At age 11, Micky took her first airplane ride with one of the famous Inman Brothers of Inman Flying Circus Fame. She was "hooked". She learned to fly at Coffeyville Junior College in the Civil Pilot Training Program in 1940. Her first passenger after receiving her license, was her 91 year old grandmother. In 1940-41, she was invited to teach in Coffeyville Junior College science department.
After America entered World War II, her big brother became a fighter pilot and served at Guadalcanal. Micky wanted to do her part to help the war effort. When her country needed her in 1943, Micky made an enormous sacrifice. She said goodbye to her husband and one-year old daughter and joined the WASP program in class of 43-7. After completing the Army Air Force flight training and earning her WASP wings, she was stationed at Pecos Army Air Base, Pecos, Texas. She flew the BT-13, AT-6, and UC-78's, as a test pilot. Micky's mother took care of their young daughter.
After deactivation, she was employed by Boeing Airplane Company in engineering flight test as a flight test crew member. From 1958 to 1960 she taught biology, general science, aeronautics and debate at Wichita, Kansas, East High School.
In 1968, she joined the Confederate Air Force and began her mission to inspire others with her WASP story. In 1988, she was featured in CAF Dispatch magazine. In 1990, she was featured in Corpus Christi Caller Times and invited to be guest speaker for graduation of Navy pilots. In 1991, she was speaker with Capt. Cathy Sadler USAF for the "grand opening" of the Kansas Aviation Museum.
She flew the only remaining airborne B-29, flying "Fi-Fi" to a Wichita Kansas airshow and a Boeing Aircraft open house. She had a TV interview with General Paul Tibbets of Enola Gay (B-29). In 1992, she was invited to return to Corpus Christi for graduation of Navy and Marine pilots, and was presented with gold Navy pilot wings. She has been featured speaker and honored guest for many organizations, including Boeing, Air Force Association, CAF, Daedalians, DAR, Minnesota Women's Veterans, NintyNines and so many, many more.

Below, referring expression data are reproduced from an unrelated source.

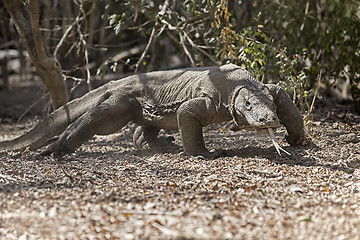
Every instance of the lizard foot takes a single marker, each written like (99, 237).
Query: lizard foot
(158, 143)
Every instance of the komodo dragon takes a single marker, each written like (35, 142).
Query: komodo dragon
(185, 100)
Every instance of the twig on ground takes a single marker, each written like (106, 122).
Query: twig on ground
(276, 145)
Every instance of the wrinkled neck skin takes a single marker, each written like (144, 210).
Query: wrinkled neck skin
(253, 107)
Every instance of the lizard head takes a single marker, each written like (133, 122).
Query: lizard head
(254, 107)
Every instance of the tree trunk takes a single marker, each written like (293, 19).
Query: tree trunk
(26, 18)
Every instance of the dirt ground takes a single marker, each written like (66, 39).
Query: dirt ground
(109, 190)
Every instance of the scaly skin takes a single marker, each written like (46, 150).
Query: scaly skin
(184, 100)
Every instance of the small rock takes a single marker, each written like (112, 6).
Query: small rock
(349, 138)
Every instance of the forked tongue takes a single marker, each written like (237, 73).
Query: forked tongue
(276, 145)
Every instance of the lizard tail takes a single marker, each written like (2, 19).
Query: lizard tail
(56, 122)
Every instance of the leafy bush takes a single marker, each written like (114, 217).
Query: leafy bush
(287, 42)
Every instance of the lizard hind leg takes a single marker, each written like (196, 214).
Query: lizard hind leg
(106, 118)
(146, 137)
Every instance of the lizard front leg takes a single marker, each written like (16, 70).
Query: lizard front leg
(192, 115)
(288, 114)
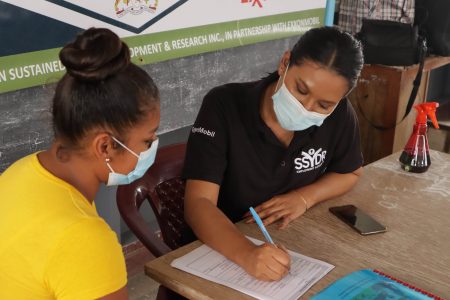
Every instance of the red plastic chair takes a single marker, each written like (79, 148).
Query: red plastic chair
(163, 187)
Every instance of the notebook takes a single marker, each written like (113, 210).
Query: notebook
(370, 285)
(210, 264)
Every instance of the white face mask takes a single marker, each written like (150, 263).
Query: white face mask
(145, 160)
(291, 114)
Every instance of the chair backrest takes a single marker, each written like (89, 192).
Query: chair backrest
(163, 187)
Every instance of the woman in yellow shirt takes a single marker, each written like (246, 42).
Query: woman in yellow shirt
(105, 111)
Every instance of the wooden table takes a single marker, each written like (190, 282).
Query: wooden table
(416, 248)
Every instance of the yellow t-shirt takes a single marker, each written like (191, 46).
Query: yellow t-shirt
(53, 244)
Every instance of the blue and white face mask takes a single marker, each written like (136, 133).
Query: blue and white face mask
(145, 160)
(291, 114)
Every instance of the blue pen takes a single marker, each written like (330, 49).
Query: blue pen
(261, 225)
(263, 228)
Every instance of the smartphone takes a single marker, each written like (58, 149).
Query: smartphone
(357, 219)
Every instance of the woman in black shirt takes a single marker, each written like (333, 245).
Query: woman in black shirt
(281, 145)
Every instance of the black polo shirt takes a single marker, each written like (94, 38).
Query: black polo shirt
(230, 145)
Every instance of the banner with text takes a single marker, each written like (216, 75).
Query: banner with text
(154, 30)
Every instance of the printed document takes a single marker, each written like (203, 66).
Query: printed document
(209, 264)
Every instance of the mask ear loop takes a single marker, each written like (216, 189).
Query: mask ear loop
(284, 76)
(107, 160)
(121, 144)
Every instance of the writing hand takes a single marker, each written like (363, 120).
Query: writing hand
(267, 262)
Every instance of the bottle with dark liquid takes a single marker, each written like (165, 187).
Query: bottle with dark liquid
(416, 155)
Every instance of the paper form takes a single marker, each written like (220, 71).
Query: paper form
(209, 264)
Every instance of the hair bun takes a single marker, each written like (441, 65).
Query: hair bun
(96, 54)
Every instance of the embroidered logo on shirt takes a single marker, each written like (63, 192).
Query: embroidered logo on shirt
(310, 160)
(203, 131)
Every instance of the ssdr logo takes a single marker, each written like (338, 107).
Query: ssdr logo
(310, 160)
(135, 7)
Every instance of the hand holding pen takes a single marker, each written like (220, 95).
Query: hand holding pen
(268, 261)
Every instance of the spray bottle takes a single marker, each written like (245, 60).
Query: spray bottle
(416, 155)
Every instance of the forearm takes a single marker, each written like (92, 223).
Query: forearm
(328, 186)
(214, 229)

Micky has been inducted into the International Forest of Friendship and received numerous awards, including "Distinguished Service Medal" by the International Confederate Air Force, "Aviation Historian of the Year," and "Distingiuished Alumni" by the American Association of Community Colleges. The Jayhawk Wing of the Confederate Air Force named their beautifully restored PT-23 after Micky. "Miss Micky" is painted on the nose of the plane.

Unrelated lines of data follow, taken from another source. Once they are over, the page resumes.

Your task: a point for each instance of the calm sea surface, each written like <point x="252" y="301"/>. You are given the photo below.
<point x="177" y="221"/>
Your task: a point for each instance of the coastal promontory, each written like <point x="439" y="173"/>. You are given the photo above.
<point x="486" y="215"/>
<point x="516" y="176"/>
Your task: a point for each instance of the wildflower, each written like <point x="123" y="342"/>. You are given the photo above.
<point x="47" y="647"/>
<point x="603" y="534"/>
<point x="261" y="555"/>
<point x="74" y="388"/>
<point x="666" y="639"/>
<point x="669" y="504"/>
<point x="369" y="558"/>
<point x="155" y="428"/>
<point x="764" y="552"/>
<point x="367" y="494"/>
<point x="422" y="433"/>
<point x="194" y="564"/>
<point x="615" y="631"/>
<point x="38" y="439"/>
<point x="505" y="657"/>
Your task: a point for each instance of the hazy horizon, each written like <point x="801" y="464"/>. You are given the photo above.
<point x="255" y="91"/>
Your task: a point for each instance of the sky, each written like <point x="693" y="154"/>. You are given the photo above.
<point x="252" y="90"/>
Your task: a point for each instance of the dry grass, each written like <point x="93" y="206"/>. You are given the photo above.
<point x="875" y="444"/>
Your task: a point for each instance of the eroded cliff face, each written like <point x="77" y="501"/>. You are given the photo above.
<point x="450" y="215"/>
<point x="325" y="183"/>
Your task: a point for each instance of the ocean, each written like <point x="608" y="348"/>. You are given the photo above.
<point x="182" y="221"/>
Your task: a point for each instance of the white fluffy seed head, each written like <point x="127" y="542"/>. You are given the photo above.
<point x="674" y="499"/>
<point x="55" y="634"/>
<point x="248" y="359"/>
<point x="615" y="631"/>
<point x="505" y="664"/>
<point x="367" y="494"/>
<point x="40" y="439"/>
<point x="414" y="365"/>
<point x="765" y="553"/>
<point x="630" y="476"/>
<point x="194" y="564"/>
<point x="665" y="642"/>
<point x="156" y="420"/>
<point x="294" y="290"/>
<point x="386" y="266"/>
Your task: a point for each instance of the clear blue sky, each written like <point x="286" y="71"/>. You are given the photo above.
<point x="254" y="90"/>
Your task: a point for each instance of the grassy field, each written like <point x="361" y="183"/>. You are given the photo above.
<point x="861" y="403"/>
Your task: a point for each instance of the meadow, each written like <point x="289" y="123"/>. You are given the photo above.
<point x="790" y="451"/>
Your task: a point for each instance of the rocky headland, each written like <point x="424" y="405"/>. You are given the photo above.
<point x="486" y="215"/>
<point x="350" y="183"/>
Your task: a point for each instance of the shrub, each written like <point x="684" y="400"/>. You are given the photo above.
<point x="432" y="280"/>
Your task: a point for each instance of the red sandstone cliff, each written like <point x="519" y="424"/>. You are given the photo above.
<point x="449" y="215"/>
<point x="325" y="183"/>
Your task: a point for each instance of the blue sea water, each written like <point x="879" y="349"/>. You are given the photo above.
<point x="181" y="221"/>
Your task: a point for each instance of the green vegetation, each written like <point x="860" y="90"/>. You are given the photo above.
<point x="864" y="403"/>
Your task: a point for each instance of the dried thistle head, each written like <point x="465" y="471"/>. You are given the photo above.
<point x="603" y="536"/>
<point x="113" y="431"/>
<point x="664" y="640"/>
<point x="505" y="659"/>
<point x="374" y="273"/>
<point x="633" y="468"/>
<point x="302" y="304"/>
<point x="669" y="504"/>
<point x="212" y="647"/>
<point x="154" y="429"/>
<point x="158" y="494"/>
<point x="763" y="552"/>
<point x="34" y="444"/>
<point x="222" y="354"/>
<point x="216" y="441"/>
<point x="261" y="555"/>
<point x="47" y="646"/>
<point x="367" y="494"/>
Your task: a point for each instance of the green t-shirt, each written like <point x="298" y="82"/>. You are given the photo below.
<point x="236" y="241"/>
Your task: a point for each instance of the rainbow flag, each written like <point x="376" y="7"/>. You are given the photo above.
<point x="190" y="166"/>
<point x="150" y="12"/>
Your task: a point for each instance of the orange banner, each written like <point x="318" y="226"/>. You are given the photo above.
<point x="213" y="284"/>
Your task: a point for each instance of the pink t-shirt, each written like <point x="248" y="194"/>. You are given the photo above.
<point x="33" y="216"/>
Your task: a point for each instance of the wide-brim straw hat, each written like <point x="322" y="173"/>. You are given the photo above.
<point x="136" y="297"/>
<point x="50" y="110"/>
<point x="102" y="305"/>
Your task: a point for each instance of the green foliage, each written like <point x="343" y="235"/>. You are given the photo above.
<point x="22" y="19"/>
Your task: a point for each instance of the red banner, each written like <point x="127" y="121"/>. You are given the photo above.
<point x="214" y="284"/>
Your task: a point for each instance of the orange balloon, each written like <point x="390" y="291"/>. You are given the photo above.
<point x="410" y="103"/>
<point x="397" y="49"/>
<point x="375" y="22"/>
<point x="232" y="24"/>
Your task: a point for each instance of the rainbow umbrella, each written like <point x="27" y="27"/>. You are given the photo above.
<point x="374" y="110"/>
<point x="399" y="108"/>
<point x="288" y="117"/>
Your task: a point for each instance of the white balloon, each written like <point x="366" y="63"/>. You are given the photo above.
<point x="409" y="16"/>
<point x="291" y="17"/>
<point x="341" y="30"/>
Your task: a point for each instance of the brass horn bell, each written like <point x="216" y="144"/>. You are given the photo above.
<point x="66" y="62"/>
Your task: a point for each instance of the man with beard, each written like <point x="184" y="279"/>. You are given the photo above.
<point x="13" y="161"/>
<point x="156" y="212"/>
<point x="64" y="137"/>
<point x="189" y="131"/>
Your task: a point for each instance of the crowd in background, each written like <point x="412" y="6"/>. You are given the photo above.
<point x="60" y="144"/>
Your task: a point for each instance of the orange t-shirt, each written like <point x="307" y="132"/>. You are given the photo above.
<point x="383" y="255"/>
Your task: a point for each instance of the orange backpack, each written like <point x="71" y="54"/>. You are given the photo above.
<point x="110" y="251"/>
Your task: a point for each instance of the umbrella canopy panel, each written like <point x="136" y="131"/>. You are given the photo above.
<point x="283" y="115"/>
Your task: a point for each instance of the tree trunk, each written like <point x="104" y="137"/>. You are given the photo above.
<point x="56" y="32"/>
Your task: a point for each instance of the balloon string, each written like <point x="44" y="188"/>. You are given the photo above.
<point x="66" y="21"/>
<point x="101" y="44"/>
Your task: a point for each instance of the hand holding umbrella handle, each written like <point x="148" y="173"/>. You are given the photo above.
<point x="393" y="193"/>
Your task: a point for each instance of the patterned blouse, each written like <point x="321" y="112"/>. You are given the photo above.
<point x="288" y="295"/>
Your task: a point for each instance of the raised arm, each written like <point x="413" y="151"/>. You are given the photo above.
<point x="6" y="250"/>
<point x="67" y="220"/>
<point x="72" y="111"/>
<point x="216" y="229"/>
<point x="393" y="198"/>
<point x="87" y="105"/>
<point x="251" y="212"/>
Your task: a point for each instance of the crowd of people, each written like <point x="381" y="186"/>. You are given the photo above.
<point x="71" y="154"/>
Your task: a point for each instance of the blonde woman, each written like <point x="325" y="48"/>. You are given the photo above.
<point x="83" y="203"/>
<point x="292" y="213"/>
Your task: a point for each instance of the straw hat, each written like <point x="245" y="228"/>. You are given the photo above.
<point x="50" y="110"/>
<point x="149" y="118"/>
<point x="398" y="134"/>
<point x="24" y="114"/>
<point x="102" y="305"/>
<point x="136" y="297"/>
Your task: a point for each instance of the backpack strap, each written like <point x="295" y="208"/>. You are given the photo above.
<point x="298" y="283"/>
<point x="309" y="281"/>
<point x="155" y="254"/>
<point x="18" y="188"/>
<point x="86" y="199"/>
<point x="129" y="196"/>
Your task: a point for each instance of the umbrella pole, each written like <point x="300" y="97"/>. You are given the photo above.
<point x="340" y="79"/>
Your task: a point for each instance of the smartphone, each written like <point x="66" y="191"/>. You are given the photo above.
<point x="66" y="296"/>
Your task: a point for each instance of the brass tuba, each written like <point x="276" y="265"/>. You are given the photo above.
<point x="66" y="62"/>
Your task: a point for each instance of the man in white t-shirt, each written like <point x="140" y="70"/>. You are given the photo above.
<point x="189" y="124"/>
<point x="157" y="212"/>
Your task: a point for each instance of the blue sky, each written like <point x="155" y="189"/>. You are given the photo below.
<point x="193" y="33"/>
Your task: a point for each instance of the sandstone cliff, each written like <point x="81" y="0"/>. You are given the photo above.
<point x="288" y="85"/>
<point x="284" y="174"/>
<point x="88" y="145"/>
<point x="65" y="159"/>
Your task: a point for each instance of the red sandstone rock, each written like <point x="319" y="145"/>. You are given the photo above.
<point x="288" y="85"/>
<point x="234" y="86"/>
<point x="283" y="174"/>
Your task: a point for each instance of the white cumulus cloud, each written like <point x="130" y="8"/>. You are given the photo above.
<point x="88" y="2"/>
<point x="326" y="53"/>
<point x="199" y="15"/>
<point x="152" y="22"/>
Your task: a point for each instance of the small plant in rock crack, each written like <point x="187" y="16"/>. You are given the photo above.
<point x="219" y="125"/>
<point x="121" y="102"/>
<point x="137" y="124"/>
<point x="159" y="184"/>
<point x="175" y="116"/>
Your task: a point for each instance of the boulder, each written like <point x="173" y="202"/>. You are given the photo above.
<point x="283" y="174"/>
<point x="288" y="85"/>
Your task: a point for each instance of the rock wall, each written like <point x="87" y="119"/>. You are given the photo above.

The whole Axton family gathered to celebrate the unveiling of the"MISS MICKY". Micky had made t-shirts for everybody.
Micky Axton took her overwhelming desire to serve her family, her community and her country through the avenue of flight, combined it with her love of her community college and history, and for the future of women aviators tomorrow.'
This pioneering WASP flew on silver wings into Glory on Feb. 6, 2010 in Eden Prairie, Minnesota, after a short illness. A memorial service will be held at Washburn-McReavy Funeral Chapal, 7625 Mitchell Rd., Eden Prairie, at 1:00 pm. on Wednesday, February 10th. A reception with the family will be held immediately following the service. MIcky's ashes will be buried beside her husband, in Wichita KS sometime in July 2010.
Micky was preceded in death by her husband Wayne in 1998, her grandson Kevin Axton, of Lubbock, in 2002, and her brother Ralph "Tut" Tuttle of Enumclaw, WA. She is survived by daughter, Carol Moody of Eden Prairie, MN and her son, Gary (Sherry) Axton, of Lubbock. She is survived by grandchildren, Anette McCullough, Jannel McCullough, and David McCullough of Minnesota, Kipp (Melinda) Axton of San Antonio, Texas, and Cory (Jill) Axton, Christy (Daniel) Martin, and Leah Tyson, all of Lubbock. Her great-grandchildren are Aja McCullough of Minnesota, Lauren, Ryan, Marnee, and Zack of San Antonio and Jacob, Indy, Sydney, and Justin of Lubbock. She is also survived by many neices and nephews and cousins in Washington, Kansas, and California.